Julia’s mother is a painter. Julia recalls one early painting done by her mother which hung in the family’s main room. It showed a snarling dog on a chain that emerges from the deep gloom of a barrel. When Julia inquires what the frightening painting might mean, her mother informs her that it is meant to be a representation of her father. A strong woman by nature and need, she is given to grand displays of attention-grabbing, brought about by an old rivalry with her dead sister. She often spends long nights in Bohemian-style parties, leaving her sexual conquest to be discovered in the morning by Julia, still lying asleep in her mother’s bed. Julia’s mother also had a proclivity to be extremely direct in conversations about varied aspects of sexual behaviors. Her mother usually spoke to young Julia as if she were an adult friend rather than her child, with apparently no thought as to what this might do to her daughter’s developing views of her world.
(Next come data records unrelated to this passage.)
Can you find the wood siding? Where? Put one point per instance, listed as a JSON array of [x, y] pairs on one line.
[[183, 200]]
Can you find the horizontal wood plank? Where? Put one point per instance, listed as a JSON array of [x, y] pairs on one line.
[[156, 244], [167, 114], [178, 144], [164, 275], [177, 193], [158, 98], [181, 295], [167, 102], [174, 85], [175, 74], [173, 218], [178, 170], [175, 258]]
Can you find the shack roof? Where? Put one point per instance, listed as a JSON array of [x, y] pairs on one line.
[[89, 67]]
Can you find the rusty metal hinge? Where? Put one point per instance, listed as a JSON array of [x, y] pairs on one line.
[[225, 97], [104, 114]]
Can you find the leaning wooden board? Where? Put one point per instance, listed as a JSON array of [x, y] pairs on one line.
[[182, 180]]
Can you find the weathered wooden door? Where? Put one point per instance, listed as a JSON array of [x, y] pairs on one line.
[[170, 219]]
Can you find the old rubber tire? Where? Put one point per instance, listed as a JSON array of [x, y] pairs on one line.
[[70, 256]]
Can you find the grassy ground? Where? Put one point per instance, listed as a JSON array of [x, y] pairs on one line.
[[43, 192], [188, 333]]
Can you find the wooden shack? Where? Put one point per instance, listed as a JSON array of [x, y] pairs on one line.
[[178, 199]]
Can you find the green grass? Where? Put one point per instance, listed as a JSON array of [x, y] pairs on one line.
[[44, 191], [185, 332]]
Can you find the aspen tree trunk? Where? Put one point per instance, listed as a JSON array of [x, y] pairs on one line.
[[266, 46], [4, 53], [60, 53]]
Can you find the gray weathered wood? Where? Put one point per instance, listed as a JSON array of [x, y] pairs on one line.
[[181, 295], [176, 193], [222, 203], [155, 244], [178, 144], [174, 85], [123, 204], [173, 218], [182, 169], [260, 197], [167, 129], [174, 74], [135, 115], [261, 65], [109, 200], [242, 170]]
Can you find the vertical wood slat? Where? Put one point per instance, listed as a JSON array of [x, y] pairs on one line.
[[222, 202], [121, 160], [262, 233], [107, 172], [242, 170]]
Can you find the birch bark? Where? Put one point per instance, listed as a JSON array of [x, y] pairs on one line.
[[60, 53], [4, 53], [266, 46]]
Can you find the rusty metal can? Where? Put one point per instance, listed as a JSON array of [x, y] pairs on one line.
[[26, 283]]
Blackburn is refreshingly honest with her frightful family life, hiding nothing in order to avoid humiliations. Julia’s life is filled with a competitive mother who pushes her into the arms of the conquests, all the while blaming Julia for the transgressions. This, while her father never stops his dance toward increasingly psychotic realms but remains steadfast in his attempts to connect with and advise Julia. Despite all the opportunities Julia has in her upbringing to become embittered and to share with the reader an ugly tale, she does not. She not only survives but seems, in the end, to thrive.
Blackburn’s family tale is perhaps the best story ever written about a family on the brink of daily insanity. No moralizing or moaning, just a family in extraordinary circumstances, living out their daily lives with the cards dealt to each of them. This is a book that the reader will not want to put down until the end, and even then, he will want to know more.